O ‘Movimenta Batatais’ de 2017 reforça esse pensamento, milhares de pessoas, espontaneamente participaram, felizes em saber que estavam participando de uma ação justa, e o que leva a essa participação? A credibilidade de seus idealizadores: Guilherme (Supermercados Real), César (Sicred) e Zinho (Nova Gráfica), que ao lado de uma equipe séria e honesta organizam e coordenam tudo.
Engraçado, por que pessoas assim, empreendedores, empresários, gestores de sucesso não são convidados a participar da Administração Municipal?
Será que o sucesso deles incomoda, quando a regra é ser medíocre?
Será que a transparência deles incomoda quando a regra é o ‘por debaixo dos panos”?

PÍLULAS DE SABEDORIA
01 – ‘Você é o livro/ Que eu levaria para uma ilha deserta./ Desperta, pernas, pétalas,/ Páginas abertas.
Você, você, você/ É aquela que eu queria comigo/ Quando a coisa fica preta./ Quando ficar arco-íris eu te digo.
Por você, um dia volto,/ Sim, eu volto e vou ficar tão perto/ Que você não vai saber ao certo/ Se sou eu ou sou outro que interpreto’.

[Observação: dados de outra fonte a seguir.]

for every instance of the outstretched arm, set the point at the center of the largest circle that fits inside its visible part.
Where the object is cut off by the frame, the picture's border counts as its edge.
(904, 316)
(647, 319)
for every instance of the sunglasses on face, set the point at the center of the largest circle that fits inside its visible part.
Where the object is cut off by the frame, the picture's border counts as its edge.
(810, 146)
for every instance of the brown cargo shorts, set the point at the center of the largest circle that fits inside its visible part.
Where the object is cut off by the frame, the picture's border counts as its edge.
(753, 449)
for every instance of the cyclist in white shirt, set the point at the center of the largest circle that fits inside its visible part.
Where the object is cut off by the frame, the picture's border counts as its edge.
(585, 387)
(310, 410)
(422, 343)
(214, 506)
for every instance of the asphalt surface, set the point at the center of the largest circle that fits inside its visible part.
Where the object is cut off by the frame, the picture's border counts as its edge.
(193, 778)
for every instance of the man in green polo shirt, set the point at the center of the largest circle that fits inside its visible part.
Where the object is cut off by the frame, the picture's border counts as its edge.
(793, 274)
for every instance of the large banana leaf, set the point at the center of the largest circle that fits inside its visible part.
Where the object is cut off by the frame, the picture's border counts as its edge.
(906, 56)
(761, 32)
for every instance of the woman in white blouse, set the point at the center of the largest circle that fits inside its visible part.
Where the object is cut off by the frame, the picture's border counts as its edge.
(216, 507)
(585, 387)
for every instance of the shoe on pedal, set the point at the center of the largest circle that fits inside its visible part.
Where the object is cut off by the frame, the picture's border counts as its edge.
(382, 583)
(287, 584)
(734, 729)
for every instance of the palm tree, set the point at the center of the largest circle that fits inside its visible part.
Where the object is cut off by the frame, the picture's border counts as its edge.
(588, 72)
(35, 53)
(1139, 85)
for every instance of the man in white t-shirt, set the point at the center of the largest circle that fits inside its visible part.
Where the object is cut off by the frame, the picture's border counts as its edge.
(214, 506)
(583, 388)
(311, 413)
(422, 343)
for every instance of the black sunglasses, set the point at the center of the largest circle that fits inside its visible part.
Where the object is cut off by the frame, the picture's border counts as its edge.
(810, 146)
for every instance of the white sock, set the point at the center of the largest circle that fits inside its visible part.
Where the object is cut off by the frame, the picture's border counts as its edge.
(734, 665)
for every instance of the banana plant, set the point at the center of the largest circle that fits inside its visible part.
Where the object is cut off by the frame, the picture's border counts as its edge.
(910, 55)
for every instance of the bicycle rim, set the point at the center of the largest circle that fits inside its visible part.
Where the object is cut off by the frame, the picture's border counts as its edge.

02- ‘Minha vida aconteceu entre aspas e algumas ocasiões entre parênteses. Tiraram-me os verbos principais, e os substantivos ficaram cada vez mais longe. Aconteceu entre aspas e muitas vezes foi usada a reticência. Sempre entre aspas, como um guarda-chuvas de acentos circunflexos, um ponto final sempre adiado. Aconteceu entre aspas, trem de palavras correndo em linha de livros com suas rodas de letras e frases esquecidas. Acho que sou um sujeito passivo. Não há nada a comentar’.